According to a recent study published in the Journal of Experimental Education, teenager kids spend about three hours a night, on average, doing homework. After examining over 4,300 students from 10 high-performing public and private schools in upper-middle class areas in California, they discovered that 56 percent of students reported that their number-one stress factor was “excessive” homework.
"We found a clear connection between the students' stress and physical impacts — migraines, ulcers and other stomach problems, sleep deprivation and exhaustion, and weight loss," stated Denise Pope, senior lecturer at the Stanford Graduate School of Education, as reported by CNN.com.
And it wasn’t just the teens who were complaining.
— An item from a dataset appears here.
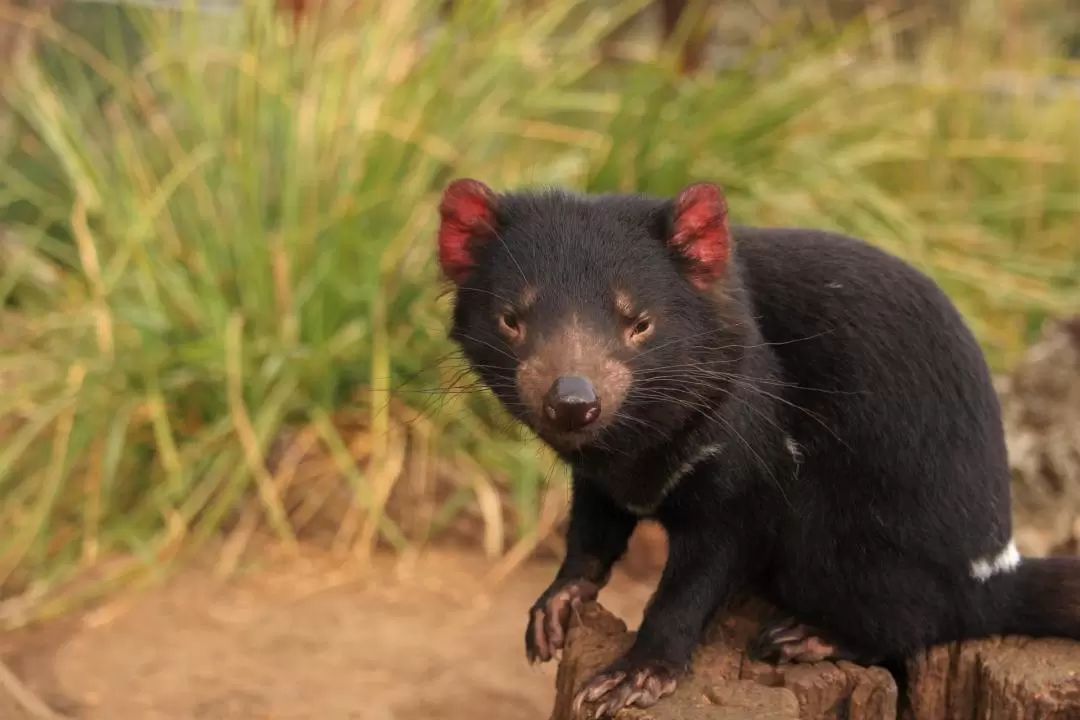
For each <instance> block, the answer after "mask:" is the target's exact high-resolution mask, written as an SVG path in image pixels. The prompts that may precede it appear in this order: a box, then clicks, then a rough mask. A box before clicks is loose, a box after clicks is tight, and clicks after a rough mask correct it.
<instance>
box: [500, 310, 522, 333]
mask: <svg viewBox="0 0 1080 720" xmlns="http://www.w3.org/2000/svg"><path fill="white" fill-rule="evenodd" d="M499 327H500V329H501V330H502V331H503V332H504V334H505V335H509V336H511V337H514V336H516V335H518V334H519V332H521V331H522V322H521V320H519V318H518V317H517V313H515V312H514V311H512V310H508V311H505V312H503V313H502V314H501V315H499Z"/></svg>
Pope and her research team found the same to be true with the younger kids, as well.
Another researcher from Arizona State University found that these teens are at a high risk of suffering from drug and alcohol abuse, as well as depression and anxiety due to an exorbitant amount of stress from family, teachers and peers.
Although not everyone agrees with these findings -- some parents felt their kids didn’t have enough after-school assignments and another study, conducted by the Brookings Institute’s 2014 Brown Center Report on American Education, claims that the amount of homework has been more or less the same since 1984.
But the question remains — how much homework is too much? Pope feels that two hours for high schoolers and 90 minutes for middle schoolers is a respectable amount.
So what is a parent of an overwhelmed kid to do? Pope’s advice is to be your child’s advocate and cheerleader, as opposed to being the grader and corrector. "Parents need to advocate for their children with the tools and numbers and research in hand. We're talking about respectful dialogue."